Vorige week bood HaCarmel plaats aan een vrolijk en bont gezelschap: prominente Joden, zoals opperrabbijn Jacobs en de Israëlische ambassadeur, werden geflankeerd door een keur aan christelijke prominenten en zakenlieden. Zij vierden de oprichting van de Stichting Antisemitisme Preventie, een initiatief van enkele christenen die vanuit niet-Joodse hoek een geluid willen laten horen. Door te lobbyen bij politieke partijen en voorlichting te geven op scholen hopen zij de antisemitische denkbeelden in de samenleving te bestrijden.

De methode lijkt op die van de homo-emancipatie: contact leggen, begrip kweken, misverstanden wegnemen. Maar werkt dat? Alle mooie verhalen ten spijt, ‘homo’ blijft nog altijd het populairste scheldwoord onder jongeren en anti-homogeweld is bepaald niet verdwenen. Bij alle ‘bewustwordingscampagnes’, zeker ook bij die tegen antisemitisme, is dus de vraag: hoe bestrijd je onwenselijke ideeën, in een vrije samenleving, zonder gedachtepolitie? Met het internet waar je in een paar klikken op een schimmig forum belandt waar islamitische fanaten alle Joden aan het gas wensen, of waar bleekneusjes van de alt-right met hun ‘eeuwige Jood’-spotprenten (memes) het stigma diep in je brein graveren. In een tijd bovendien waarin identiteitspolitiek alleen maar dominanter wordt, zodat Joden – door rechts, door links en uiteindelijk ook door zichzelf – steeds meer op hun Joods-zijn worden aangekeken.

‘Als iemand weet wat zijn ziekte is, dan is hij half genezen’, zo sprak de montere opperrabbijn Jacobs in HaCarmel. Na de Tweede Wereldoorlog leek het wel zo’n beetje gedaan met die ziekte van het antisemitisme. Antisemitisme was nagenoeg onzichtbaar geworden: er waren bijna geen Joden meer over om antisemitisch tegen te zijn. En toen de volle omvang van de Holocaust zich aftekende ging antisemitisme ondergronds, maar het ging nooit weg.

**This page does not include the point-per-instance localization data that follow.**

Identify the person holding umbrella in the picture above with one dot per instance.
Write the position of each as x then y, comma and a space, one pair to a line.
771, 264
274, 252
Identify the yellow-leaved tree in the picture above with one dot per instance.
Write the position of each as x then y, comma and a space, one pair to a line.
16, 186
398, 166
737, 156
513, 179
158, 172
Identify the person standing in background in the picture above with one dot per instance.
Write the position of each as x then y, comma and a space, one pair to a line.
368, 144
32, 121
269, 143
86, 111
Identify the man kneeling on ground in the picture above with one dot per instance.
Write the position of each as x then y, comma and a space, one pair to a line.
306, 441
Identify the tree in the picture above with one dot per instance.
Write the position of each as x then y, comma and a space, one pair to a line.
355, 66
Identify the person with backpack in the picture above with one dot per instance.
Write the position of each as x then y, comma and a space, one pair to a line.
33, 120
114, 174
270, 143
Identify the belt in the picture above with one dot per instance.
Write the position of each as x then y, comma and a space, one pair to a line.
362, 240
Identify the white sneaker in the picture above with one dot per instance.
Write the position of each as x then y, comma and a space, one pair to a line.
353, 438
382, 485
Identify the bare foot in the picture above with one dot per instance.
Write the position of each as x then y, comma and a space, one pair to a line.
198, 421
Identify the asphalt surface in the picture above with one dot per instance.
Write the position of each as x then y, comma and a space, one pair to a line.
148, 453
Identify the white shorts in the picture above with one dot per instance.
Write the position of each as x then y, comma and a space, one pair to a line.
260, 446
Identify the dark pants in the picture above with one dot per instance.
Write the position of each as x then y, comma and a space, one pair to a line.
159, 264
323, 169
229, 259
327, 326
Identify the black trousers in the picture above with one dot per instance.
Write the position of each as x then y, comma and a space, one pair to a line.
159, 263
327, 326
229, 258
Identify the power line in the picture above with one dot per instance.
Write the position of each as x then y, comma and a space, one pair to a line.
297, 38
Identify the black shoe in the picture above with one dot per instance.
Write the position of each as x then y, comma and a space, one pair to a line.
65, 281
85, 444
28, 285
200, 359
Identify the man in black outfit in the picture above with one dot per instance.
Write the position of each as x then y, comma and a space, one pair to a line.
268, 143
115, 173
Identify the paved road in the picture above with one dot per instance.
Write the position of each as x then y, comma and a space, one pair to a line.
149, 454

Jaar in, jaar uit, herdacht het schuldige Nederland de oorlog, met felle woorden tegen het antisemitisme en voor de tolerantie. Maar zonder te beseffen dat het – deels vanuit datzelfde schuldgevoel – de grenzen openzette voor culturen waarin het antisemitisme in de vezels zit. En ook over veel andere, ‘autochtone’ vormen van antisemitisme, zoals die opkomen bij identitair rechts en radicaallinks, is veel te naïef gedacht.

Jacobs zei het mooi: ‘Er is maar een klein groepje echt fout, een klein groepje echt goed, maar het gaat om de meute, welke kant gaat die op?’ Eenieder die de meute een stukje in de goede richting weet te duwen verdient lof en steun. Er is nog veel werk te doen.